Il n’existe pas de critères absolus pour définir un produit de mode durable. Des normes telles que OEKO-TEX ou l’Écolabel européen permettent, dans une certaine mesure, d’identifier des critères permettant de déterminer si un produit a été fabriqué selon des méthodes durables, mais elles ne concernent que certaines parties spécifiques du processus de production. Aucune norme ne couvre l’ensemble du processus, depuis la matière première jusqu’au produit fini ou à la fin de vie. Par exemple, le coton est une fibre naturelle biodégradable, mais les finitions appliquées lors du traitement du textile pour améliorer les performances du matériau ralentissent le taux de biodégradabilité du tissu final et les composés actifs des formulations de finition ne sont pour la plupart pas biodégradables (Zambrano et al., 2021).

Les fibres naturelles ne sont pas nécessairement meilleures que les fibres synthétiques, car le choix des fibres n’est qu’une partie d’un tableau complexe et les fibres doivent encore être cultivées, teintes, finies, cousues et transportées, autant d’étapes qui ont chacun des impacts environnementaux différents.
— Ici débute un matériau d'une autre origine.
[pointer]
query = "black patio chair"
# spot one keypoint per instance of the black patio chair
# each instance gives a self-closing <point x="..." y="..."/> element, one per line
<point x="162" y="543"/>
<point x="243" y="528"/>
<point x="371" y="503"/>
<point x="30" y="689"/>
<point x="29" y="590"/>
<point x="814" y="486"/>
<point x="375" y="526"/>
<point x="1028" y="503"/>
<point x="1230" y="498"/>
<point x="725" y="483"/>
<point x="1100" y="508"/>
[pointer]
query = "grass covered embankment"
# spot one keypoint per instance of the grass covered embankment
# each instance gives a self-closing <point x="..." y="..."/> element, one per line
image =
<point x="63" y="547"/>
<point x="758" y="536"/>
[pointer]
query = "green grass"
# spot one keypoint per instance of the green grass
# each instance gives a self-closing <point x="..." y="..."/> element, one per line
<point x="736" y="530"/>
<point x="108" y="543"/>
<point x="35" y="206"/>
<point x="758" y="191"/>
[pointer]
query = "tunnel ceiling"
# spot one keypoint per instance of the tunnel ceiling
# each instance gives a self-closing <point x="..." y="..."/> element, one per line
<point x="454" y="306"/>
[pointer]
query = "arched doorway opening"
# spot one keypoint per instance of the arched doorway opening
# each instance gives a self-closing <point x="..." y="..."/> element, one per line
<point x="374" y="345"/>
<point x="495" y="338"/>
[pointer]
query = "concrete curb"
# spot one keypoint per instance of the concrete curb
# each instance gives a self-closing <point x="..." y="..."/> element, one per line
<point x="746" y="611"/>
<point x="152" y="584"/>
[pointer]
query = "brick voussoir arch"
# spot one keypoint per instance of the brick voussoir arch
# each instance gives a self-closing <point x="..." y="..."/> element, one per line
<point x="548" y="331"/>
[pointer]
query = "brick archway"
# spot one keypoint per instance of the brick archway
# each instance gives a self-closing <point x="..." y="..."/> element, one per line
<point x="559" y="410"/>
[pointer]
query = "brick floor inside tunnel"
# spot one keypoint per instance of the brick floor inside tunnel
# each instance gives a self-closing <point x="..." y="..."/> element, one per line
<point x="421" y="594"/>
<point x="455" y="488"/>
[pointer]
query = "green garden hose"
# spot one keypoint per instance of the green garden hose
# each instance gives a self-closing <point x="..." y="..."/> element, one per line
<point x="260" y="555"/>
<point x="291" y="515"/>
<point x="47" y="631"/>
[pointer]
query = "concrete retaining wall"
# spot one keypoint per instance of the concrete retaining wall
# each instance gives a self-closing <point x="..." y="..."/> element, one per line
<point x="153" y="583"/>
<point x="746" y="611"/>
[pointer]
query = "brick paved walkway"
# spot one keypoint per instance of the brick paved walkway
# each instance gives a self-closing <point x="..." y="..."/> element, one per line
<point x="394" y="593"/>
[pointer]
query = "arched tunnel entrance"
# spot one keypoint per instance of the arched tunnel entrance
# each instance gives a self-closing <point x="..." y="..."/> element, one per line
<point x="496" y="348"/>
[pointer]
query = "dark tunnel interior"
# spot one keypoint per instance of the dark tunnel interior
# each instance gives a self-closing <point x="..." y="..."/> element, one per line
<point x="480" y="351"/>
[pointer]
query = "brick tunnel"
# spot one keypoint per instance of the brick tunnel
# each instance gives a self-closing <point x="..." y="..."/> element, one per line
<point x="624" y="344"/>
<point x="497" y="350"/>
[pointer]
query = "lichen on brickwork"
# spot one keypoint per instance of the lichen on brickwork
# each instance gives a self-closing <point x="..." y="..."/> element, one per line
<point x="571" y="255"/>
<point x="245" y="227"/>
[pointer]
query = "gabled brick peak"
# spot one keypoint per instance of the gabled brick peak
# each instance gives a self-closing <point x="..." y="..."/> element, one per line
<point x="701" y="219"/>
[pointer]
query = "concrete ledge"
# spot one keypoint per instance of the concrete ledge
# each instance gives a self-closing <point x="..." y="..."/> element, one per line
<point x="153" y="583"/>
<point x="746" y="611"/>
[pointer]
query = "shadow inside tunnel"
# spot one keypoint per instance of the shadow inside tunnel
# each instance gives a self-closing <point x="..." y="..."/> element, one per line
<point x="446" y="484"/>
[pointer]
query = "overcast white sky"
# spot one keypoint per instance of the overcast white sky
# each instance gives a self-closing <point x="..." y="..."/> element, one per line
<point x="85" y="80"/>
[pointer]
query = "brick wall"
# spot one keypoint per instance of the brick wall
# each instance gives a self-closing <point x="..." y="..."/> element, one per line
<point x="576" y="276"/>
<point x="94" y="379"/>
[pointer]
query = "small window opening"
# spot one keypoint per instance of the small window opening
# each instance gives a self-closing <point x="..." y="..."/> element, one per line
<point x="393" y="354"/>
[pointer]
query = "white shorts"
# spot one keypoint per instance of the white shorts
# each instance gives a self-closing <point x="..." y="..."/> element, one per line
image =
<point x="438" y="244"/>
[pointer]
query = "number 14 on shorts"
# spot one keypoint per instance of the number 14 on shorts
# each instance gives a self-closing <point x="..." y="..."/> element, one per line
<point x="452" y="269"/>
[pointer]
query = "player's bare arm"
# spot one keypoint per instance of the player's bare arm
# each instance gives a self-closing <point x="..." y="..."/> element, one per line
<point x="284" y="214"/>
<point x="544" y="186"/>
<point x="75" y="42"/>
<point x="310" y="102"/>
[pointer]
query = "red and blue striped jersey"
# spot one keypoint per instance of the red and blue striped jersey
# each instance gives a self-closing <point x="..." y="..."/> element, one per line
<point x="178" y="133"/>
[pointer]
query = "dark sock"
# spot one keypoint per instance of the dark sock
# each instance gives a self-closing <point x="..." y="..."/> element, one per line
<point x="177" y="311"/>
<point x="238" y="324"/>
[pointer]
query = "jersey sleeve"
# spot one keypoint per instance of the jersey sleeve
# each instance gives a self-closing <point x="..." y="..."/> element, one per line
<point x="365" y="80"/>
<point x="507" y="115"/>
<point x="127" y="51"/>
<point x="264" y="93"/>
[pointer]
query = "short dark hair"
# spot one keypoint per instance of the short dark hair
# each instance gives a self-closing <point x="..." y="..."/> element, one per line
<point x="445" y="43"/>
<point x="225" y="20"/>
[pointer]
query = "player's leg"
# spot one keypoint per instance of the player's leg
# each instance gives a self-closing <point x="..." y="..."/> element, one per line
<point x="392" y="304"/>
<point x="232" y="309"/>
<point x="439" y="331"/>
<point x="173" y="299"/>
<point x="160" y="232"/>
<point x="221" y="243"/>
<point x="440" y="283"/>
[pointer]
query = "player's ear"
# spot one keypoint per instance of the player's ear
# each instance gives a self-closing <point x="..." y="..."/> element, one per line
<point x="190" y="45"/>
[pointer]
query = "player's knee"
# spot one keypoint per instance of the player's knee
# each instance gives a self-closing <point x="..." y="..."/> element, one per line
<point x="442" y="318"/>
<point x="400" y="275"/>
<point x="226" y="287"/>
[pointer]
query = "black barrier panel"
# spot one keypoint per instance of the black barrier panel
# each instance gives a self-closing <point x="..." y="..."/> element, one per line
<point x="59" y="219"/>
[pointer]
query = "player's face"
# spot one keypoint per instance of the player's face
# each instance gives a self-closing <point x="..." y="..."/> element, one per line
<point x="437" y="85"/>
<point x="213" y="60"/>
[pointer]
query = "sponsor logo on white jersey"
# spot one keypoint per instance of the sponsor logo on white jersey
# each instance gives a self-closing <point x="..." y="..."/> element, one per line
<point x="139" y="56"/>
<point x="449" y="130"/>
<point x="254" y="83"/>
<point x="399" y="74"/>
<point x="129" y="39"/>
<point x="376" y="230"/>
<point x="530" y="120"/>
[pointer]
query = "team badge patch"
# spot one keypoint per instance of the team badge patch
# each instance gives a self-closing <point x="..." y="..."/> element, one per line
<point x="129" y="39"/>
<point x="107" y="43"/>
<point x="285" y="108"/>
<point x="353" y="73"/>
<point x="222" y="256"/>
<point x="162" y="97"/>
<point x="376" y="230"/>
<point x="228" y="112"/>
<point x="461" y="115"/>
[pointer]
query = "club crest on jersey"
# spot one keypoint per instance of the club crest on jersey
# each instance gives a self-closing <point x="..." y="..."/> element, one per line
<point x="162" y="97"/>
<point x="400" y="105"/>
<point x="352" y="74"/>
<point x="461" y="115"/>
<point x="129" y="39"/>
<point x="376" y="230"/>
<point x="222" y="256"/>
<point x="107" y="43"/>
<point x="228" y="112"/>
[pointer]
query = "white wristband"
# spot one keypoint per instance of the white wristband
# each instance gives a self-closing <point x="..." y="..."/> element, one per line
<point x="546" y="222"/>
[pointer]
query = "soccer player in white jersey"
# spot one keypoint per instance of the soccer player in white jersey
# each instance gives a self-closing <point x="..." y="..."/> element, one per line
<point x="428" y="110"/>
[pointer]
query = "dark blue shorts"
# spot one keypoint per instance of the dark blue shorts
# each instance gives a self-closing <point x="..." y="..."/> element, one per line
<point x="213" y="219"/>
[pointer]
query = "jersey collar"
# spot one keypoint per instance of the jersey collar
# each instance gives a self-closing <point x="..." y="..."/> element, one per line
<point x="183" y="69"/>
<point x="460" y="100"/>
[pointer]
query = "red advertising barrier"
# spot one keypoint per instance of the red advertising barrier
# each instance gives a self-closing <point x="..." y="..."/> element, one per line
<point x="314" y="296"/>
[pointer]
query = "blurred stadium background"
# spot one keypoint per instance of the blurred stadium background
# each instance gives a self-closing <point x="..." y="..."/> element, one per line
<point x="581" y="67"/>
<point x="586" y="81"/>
En outre, la recherche et l’innovation en matière de durabilité se concentrent principalement sur les matériaux destinés aux tissus, et non sur la fabrication des garnitures et accessoires, tels que les boutons, les fermetures éclair, les pièces métalliques et les ornements, qui constituent un domaine de recherche largement négligé (Islam et al., 2021).

La technologie et le défi de la croissance

Un procédé de production durable ne se traduit pas nécessairement par un vêtement durable si ce dernier est à peine utilisé avant d’être jeté. Pour que l’industrie de la mode atteigne ses objectifs en matière d’émissions de carbone d’ici à 2030, un ralentissement fondamental de la production et de la consommation s’impose (Coscieme et al., 2022; Niinimäki et al., 2020). Il convient par conséquent de mettre l’accent sur la prévention de la surproduction et la réutilisation des produits existants. Cependant, toute croissance économique s’accompagne d’une augmentation de la consommation des ressources, et la transition souhaitée vers une économie plus lente et plus circulaire ne se produit pas encore à l’échelle et au rythme nécessaires. L’industrie de la mode doit entièrement repenser le système actuel de surproduction de vêtements et faire en sorte que ceux-ci soient conçus pour être réparés, réutilisés et recyclés à la fin de leur vie. Il est important de fabriquer des vêtements esthétiques et conçus pour durer afin de favoriser l’attachement émotionnel à des vêtements qui peuvent également être transmis ou partagés, et non jetés.

Ce rapport s’est concentré sur les aspects environnementaux et ne cherche pas à déterminer si ou comment les technologies pour une mode durable peuvent avoir un impact positif sur les travailleurs, les communautés et les moyens de subsistance en termes d’efficacité socioéconomique. Toutefois, étant donné que les aspects socioéconomiques de la durabilité sont étroitement liés aux impacts environnementaux, il convient de mener des travaux supplémentaires pour mettre en évidence l’impact des solutions technologiques sur les conditions de travail de la majorité des travailleurs manuels dans les chaînes d’approvisionnement de la mode. Cela favoriserait une transition juste vers un avenir sans émissions nettes de carbone, équitable et inclusif, créant des possibilités de travail décent pour tous et ne laissant personne de côté (OIT, 2015).